Several more characters round off the wedding party and all have a motive to dislike Linnet in some form or other.

To make matters worse, Jacqueline has been stalking Linnet and Simon. And though she has not shown any inclination to hurting Linnet, she keeps appearing wherever the couple are and watching them.

Poirot is brought on board primarily to try and keep Linnet safe. And as they board the Karnak, a luxurious paddle boat, to take the wedding party down the Nile river, you know it is only a matter of time before poor Linnet turns up dead.

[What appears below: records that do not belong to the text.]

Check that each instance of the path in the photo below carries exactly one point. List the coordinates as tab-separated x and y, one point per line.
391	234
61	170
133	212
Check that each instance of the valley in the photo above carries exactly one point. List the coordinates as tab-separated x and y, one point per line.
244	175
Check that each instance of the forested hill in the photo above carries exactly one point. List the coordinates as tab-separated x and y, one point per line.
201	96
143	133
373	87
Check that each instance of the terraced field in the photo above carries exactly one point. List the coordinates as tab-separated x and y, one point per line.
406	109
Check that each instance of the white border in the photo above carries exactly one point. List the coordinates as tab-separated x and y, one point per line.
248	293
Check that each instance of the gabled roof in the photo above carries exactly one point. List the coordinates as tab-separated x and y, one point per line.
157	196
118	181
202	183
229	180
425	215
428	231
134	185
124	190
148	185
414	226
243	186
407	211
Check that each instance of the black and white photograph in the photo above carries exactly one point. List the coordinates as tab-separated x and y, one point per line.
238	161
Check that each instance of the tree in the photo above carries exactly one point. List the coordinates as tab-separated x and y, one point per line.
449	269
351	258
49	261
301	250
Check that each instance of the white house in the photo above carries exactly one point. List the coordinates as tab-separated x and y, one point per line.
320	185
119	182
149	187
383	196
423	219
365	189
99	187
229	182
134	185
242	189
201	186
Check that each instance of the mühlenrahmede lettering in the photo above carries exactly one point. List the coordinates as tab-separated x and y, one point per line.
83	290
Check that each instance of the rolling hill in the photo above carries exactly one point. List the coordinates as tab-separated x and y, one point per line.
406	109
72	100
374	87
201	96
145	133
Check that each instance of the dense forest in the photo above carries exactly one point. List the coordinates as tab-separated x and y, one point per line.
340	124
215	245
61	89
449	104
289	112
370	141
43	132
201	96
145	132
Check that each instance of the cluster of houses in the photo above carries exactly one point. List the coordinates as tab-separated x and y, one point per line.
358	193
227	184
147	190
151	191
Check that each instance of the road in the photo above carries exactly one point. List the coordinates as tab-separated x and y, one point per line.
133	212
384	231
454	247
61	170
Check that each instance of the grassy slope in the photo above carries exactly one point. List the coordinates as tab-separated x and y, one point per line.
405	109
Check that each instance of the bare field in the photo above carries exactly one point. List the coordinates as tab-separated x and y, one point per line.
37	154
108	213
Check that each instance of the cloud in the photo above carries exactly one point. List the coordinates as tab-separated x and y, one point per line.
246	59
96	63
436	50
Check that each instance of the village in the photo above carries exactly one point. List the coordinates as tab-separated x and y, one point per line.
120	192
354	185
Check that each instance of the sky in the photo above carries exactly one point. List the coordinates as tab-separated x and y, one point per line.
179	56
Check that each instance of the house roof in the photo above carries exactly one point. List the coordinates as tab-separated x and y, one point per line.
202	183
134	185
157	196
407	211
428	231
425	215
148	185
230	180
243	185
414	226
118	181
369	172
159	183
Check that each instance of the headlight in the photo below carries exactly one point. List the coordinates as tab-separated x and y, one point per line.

The cinematography goes a little askew when everything is set in Egypt, but Branagh ensures your focus is on the characters and trying to piece the puzzle together as to who murdered Linnet.

What surprised me was Hercule Poirot’s normally cold calculations are taken an emotional hit in a couple of unexpected ways. The first comes from Salome’s adopted niece, Rosalie (Letitia Wright), during a confrontation that reveals Poirot’s appearance in Egypt was not solely at the request of Linnet. The second is from Bouc (Tom Bateman) who is Hercule’s friend and is in love and dating Rosalie.

This adds a much needed complexity to Hercule Poirot and Branagh is allowed to show an emotional range that normally would be walled off from the viewer.

While far from flawless (for example, Annette Benning plays the part of Euphemia, a famous painter and mother to Bouc and is sadly under utilised), Death on the Nile still has enough substance and style for mystery buffs to enjoy the ride. In the process, demonstrating that Agatha Christie’s work will stand the test of time.